With that framing, what came back felt written for that reader rather than adapted from a template. Having a solid base statement once means subsequent variations are relatively fast to generate.

What Didn't Work

A few early mistakes are worth noting.

The most common is handing Claude an open-ended request: "Write me a good artist statement." This produces well-formed generic text that looks like an artist statement but doesn't sound like me. It reads as if no one in particular wrote it.

The other failure mode was submitting only the English text without the Japanese original and asking Claude to "improve it." Without access to the underlying intent, Claude modifies what it sees — and tracking what changed and why becomes difficult. Sending both the Japanese source and the English translation in parallel consistently produces better feedback.

Keeping Your Own Voice

One thing I've been careful about: Claude returns readable English, but readability and individual voice sometimes conflict. My writing style is intentionally fragmented and repetitive in places — and Claude would occasionally smooth that away as if it were error.

The fragmented style in this statement is intentional.
Please do not improve the flow.
Limit your edits to vocabulary accuracy and cultural nuance.

After adding that constraint upfront, revisions came back with my voice intact. Claude is a finishing tool. The writing is mine. Keeping that boundary clear is what makes it sustainable to use over time.

My grandfathers on both sides of my family were temple carpenters — the kind of craftsmen who built structures meant to last generations.

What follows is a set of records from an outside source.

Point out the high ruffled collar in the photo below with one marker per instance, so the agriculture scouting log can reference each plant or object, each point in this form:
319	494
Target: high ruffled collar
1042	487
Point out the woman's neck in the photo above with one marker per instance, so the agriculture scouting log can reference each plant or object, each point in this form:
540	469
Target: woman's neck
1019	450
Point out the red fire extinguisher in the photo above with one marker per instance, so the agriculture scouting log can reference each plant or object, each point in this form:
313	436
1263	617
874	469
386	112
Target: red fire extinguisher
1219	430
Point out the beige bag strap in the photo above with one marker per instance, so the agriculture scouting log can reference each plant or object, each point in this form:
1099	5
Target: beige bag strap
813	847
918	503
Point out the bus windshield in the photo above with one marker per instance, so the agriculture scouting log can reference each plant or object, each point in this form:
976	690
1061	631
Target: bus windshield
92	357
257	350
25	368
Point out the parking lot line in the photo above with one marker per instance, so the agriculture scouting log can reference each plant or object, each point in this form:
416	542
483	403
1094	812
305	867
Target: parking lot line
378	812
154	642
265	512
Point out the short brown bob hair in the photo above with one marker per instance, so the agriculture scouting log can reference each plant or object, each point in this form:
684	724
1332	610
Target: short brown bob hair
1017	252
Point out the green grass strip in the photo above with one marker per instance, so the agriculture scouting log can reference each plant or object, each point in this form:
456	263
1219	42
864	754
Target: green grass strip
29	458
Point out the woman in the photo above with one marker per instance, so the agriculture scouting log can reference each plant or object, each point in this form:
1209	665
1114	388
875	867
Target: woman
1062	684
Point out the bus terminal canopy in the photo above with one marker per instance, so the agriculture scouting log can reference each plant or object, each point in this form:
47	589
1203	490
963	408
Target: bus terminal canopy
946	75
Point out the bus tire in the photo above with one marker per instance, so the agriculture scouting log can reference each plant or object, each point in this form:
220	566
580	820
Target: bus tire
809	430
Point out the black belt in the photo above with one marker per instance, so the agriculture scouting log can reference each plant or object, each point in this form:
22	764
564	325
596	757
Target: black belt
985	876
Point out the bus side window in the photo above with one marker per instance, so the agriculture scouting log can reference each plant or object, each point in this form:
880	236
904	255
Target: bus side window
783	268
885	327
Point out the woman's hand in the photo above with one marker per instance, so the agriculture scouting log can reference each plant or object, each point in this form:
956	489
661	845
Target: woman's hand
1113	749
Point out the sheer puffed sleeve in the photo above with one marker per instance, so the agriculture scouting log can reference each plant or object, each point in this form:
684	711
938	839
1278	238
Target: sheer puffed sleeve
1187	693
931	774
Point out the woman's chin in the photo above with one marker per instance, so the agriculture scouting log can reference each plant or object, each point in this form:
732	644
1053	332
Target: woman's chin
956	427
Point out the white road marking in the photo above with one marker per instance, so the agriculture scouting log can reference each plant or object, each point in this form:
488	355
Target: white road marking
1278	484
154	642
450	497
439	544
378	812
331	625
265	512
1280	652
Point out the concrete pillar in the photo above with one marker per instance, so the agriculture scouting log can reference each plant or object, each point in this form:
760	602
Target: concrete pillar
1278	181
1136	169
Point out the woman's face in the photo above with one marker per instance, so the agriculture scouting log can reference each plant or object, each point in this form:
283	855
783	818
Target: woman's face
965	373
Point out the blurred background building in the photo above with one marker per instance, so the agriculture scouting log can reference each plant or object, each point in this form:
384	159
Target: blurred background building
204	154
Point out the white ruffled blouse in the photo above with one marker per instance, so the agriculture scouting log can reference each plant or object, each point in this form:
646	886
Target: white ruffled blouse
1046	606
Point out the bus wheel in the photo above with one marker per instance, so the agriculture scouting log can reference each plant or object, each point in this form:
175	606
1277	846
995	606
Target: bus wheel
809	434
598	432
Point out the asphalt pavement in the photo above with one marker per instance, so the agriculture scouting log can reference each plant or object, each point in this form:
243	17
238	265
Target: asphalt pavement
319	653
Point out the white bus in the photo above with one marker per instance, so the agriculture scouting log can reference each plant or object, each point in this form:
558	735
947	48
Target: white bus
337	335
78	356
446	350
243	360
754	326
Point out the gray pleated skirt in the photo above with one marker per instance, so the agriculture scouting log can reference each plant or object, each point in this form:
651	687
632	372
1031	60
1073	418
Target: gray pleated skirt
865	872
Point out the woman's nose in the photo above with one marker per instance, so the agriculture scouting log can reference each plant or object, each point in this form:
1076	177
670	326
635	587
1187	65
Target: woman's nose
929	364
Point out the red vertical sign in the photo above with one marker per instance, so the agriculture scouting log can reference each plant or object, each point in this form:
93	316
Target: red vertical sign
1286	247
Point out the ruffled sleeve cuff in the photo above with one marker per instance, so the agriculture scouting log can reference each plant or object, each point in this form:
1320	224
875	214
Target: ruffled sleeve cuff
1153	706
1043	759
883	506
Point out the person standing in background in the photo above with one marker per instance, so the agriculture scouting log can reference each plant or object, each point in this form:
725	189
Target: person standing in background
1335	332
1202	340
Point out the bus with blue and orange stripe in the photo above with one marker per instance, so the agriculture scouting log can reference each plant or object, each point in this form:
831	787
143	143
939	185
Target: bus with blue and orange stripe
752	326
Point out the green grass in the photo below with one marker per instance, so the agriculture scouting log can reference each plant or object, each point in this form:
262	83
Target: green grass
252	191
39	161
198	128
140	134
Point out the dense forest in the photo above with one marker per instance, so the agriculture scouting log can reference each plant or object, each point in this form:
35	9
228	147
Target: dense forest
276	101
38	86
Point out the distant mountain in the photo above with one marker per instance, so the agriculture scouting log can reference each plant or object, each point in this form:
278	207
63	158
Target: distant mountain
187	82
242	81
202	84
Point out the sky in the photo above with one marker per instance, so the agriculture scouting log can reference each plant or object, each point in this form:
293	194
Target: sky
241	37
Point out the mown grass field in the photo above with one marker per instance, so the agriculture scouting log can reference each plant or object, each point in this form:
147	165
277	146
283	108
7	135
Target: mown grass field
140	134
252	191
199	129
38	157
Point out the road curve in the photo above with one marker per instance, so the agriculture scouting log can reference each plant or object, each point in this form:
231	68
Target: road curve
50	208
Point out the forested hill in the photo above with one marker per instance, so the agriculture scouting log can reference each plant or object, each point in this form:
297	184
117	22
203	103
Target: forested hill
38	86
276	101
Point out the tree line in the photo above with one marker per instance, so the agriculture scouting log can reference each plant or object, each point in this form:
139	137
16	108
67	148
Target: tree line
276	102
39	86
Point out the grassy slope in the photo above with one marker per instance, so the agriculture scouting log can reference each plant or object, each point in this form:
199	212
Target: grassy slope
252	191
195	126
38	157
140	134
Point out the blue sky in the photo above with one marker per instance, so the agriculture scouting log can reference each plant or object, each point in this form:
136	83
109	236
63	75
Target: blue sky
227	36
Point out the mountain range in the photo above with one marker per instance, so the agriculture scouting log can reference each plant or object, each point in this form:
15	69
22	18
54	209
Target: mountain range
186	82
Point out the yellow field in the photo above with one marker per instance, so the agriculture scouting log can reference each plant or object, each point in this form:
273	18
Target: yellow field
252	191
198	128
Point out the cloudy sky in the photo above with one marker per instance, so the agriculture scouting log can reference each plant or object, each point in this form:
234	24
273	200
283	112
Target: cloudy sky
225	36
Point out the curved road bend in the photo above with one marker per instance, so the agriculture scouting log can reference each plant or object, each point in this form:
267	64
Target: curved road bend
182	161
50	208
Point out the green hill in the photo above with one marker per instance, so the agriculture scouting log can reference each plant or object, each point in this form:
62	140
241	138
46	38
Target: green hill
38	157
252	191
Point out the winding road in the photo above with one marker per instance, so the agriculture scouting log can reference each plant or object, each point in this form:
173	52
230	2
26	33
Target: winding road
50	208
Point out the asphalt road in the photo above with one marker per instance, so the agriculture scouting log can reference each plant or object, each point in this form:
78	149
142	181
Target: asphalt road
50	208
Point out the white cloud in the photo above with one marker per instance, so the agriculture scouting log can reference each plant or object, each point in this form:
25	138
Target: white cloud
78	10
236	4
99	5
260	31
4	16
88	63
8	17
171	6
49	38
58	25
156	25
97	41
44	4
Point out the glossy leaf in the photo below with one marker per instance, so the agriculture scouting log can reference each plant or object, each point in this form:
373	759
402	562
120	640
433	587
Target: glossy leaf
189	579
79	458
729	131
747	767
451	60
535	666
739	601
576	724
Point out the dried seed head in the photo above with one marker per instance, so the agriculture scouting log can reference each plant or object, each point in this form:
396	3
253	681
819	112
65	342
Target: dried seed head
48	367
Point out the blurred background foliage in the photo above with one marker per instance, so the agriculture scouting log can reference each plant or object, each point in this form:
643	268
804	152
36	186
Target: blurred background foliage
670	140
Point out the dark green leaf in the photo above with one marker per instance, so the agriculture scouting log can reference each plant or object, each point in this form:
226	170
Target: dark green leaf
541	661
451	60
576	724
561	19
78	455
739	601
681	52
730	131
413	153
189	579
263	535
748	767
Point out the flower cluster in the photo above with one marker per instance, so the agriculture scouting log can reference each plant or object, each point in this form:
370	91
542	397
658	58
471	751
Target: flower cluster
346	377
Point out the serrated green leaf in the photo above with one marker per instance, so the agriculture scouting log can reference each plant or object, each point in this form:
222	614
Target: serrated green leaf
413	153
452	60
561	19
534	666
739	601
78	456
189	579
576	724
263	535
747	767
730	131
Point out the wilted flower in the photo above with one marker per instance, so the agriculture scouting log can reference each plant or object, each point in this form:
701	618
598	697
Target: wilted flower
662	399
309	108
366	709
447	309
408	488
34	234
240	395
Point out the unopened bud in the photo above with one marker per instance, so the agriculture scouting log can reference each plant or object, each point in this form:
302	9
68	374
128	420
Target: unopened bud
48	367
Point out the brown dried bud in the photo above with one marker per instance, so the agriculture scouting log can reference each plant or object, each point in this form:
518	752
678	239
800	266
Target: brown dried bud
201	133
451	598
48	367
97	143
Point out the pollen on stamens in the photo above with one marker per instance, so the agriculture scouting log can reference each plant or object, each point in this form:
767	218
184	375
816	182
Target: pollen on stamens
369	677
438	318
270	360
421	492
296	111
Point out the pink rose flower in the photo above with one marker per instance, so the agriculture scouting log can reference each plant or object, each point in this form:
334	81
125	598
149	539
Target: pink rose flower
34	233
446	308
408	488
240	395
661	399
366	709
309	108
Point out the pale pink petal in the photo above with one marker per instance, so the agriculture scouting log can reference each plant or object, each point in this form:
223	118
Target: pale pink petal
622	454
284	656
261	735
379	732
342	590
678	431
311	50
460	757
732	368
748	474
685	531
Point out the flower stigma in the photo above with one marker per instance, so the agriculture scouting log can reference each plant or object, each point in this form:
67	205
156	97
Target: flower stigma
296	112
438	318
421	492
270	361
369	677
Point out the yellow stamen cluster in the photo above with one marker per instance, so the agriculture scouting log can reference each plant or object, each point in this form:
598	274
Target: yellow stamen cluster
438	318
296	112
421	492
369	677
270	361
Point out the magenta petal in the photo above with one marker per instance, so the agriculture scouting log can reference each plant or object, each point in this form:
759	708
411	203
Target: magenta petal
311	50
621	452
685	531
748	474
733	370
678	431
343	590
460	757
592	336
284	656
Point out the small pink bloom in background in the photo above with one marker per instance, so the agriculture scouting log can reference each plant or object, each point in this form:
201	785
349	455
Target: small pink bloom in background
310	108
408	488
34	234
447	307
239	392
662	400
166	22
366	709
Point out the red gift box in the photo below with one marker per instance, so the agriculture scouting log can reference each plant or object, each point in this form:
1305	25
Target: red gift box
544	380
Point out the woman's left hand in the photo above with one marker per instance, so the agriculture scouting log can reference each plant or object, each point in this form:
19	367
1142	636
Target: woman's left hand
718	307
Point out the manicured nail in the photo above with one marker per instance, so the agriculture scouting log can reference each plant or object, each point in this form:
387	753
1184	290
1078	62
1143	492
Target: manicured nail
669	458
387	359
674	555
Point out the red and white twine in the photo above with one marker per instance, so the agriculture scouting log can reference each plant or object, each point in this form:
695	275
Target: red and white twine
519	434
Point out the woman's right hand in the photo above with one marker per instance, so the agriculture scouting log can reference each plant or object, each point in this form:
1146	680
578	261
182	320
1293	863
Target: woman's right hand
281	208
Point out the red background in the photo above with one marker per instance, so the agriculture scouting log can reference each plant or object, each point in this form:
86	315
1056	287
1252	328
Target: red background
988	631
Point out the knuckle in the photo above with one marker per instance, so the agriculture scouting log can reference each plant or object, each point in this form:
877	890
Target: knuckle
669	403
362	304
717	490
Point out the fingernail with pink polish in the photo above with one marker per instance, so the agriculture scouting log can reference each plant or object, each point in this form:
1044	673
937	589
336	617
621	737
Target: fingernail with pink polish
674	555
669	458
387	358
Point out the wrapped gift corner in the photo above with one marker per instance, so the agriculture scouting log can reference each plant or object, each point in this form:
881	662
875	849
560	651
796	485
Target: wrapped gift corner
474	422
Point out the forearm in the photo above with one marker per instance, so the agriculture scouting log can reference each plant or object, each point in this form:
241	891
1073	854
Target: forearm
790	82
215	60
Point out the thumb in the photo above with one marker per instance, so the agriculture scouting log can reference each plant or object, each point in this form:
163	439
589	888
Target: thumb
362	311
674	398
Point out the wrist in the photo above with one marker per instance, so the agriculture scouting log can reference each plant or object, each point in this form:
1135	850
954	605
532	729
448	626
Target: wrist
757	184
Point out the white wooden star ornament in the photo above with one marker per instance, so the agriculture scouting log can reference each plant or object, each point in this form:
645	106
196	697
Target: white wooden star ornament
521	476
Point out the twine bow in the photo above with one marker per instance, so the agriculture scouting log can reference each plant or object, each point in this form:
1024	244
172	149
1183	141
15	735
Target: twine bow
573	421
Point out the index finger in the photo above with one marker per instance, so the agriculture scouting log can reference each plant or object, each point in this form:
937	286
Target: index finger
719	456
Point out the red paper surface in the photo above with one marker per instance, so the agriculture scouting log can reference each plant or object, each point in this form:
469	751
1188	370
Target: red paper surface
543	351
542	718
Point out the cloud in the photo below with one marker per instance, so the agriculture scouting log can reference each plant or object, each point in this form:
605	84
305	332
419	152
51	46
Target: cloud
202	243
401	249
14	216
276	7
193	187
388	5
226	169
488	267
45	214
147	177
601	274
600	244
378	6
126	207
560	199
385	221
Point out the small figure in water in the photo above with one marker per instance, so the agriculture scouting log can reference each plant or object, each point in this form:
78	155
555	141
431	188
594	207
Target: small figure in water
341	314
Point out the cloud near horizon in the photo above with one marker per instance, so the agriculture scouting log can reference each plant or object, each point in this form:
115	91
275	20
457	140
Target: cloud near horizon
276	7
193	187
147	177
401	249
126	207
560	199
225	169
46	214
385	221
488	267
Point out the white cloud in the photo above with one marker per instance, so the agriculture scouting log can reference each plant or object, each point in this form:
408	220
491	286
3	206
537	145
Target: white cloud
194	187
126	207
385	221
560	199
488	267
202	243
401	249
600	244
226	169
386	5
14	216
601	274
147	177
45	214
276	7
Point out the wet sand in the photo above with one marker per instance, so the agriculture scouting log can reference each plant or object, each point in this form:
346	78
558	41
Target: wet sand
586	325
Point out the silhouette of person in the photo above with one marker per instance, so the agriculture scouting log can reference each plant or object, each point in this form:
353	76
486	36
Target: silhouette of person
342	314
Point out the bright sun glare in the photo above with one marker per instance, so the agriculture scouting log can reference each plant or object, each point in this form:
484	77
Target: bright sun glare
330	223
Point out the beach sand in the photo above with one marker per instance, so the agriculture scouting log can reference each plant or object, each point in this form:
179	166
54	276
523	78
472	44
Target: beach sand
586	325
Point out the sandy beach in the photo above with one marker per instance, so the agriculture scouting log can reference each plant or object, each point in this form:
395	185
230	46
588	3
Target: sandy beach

The habit of working with your hands and taking final responsibility for the result runs through how I approach making anything, including language. Delegating the judgment entirely would remove the thing that makes the statement worth reading.

Where to Start

Write first in Japanese. Then tell Claude: "Please bring this closer to the way an English-speaking artist would write it, not translated English." And be specific about which words you need to protect.

That sequence is the foundation of how I use it. The same approach works in any situation where you need to communicate your concepts and intentions in English. The experience of finding — slowly, through conversation — that something previously only sayable in Japanese becomes sayable in English too has been more practically useful than I expected.

For a broader look at how I use Claude in creative and development work, see Claude as a Creative Partner — What I Noticed After Putting It in My Studio. And if you're interested in the collaborative writing process more broadly, Writing with Claude: Drafting, Revising, and Finding Your Voice Together covers that ground.

I hope this is useful to anyone preparing materials for international open calls.